The Foreign Press Association in Israel was happy with the decision.
"We are pleased to see that Israel has recognized the value of allowing reporters to cover an important news event," the association said in a statement. "...Journalists should be treated differently from political activists."
Oren Helman, director of Israel's government press office, sent a letter to Israel-based foreign journalists Sunday warning them of their possible expulsion for participation in the flotilla, which is expected to sail soon to the Gaza Strip.
"Participation in the flotilla is an intentional violation of Israeli law and is liable to lead to participants being denied entry into the State of Israel for ten years..." said Helman's letter. "I implore you to avoid taking part in this provocative and dangerous event, the purpose of which is to undermine Israel's right to defend itself and to knowingly violate Israeli law."
The activists' group of ships intended to challenge Israel's maritime blockage of the Gaza Strip.
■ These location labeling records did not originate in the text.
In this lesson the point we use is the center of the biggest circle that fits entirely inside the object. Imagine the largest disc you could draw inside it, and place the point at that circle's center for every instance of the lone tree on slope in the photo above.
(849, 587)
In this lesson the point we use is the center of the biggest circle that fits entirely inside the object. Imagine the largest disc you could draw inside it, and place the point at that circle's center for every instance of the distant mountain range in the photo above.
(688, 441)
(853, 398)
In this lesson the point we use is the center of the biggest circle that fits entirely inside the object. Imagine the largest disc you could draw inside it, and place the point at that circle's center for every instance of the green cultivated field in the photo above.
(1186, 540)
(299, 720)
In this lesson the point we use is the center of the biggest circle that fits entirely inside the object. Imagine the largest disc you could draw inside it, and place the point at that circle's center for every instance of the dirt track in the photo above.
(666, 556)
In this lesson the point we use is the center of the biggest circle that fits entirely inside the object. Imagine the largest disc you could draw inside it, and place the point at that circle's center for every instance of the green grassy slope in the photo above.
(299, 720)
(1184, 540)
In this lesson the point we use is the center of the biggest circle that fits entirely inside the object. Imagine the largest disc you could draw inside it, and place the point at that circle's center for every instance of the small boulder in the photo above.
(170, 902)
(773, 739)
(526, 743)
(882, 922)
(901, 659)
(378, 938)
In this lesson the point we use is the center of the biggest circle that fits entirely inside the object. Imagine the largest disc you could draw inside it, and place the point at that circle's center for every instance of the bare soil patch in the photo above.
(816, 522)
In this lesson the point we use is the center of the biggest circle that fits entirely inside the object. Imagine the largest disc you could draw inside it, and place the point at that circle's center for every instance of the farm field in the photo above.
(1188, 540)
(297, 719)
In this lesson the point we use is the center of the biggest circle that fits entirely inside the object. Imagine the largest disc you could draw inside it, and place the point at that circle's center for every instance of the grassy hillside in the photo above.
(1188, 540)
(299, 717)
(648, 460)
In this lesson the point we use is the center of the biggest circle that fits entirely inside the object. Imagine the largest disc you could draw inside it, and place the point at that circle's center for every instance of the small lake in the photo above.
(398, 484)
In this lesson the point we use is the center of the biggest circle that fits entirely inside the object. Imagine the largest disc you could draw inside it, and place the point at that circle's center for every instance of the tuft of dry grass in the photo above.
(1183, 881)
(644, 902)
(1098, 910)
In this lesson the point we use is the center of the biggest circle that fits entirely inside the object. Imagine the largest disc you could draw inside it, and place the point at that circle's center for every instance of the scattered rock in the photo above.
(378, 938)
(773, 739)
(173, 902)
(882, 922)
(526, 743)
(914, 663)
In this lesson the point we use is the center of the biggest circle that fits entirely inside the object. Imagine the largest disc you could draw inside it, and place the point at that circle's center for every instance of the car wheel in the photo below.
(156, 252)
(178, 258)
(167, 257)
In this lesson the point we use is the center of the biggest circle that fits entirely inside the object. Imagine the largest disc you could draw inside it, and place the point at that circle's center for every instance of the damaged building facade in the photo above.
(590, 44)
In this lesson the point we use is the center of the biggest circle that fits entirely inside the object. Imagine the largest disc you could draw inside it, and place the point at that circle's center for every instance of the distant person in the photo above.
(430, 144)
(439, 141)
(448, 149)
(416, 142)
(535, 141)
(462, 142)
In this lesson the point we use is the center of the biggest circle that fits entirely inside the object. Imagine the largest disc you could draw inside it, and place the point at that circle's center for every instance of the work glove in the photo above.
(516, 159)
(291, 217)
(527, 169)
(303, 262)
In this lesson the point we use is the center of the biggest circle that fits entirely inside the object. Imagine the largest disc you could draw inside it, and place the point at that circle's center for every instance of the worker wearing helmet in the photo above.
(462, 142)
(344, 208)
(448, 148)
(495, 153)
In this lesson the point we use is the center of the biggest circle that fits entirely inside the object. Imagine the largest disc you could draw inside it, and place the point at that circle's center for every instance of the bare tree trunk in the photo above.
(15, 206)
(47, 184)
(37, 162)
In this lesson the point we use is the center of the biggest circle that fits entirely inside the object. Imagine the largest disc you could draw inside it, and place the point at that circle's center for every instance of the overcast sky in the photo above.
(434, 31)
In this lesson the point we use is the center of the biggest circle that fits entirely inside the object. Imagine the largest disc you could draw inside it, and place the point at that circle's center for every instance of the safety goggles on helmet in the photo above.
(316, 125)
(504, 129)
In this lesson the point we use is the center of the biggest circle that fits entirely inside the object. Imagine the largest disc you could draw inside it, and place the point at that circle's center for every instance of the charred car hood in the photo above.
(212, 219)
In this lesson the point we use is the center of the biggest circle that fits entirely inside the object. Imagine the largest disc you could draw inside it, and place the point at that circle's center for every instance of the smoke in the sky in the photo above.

According to organizers, the trip is meant to commemorate the one-year anniversary of a similar flotilla that resulted in a clash in international waters with Israeli navy commandos that killed nine people -- including an American citizen.
Activists on board Gaza-bound ships from Greece planning to join the flotilla claimed without showing evidence that Israel had used economic pressure to keep Greece from releasing the ships from port.
The Israeli foreign ministry refuted those claims Sunday.